Chad & Jeremy recorded "From a Window" in a December 1964 New York City recording session produced by Jimmie Haskell. The track was featured on the February 1965 album release Chad & Jeremy Sing For You. World Artists Records issued the track as a single that June. By then Chad & Jeremy had other current releases on Columbia Records, but their version of "From a Window" received enough regional attention to register on the Billboard Hot 100 at no. 97. In Canada the song reached No. 38 on the CHUM Charts.

Billy J. Kramer's version of "From a Window" was included on the 1979 compilation album The Songs Lennon and McCartney Gave Away.

"From a Window" has also been recorded by Cisse (fi) (album Teen Dreams/ 1976) and by Graham Parker on his album From a Window: Lost Songs of Lennon & McCartney (2003). A cover for the Mexican market: "Desde mi ventana", was recorded by both Los Hermanos Carrión (es) and Sandro y los de Fuego.

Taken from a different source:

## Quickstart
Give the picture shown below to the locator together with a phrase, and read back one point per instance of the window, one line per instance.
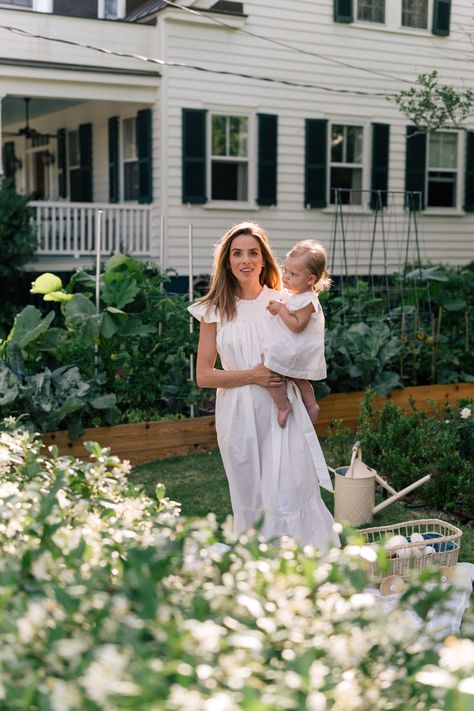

Recordings of "From a Window" as The Beatles may have performed it are available on the 1989 album by Bas Muys entitled Secret Songs: Lennon & McCartney and on the 1998 release It's Four You by the Australian tribute band The Beatnix. It has also been covered by Seattle-based Beatles cover band Apple Jam on their album Off The Beatle Track.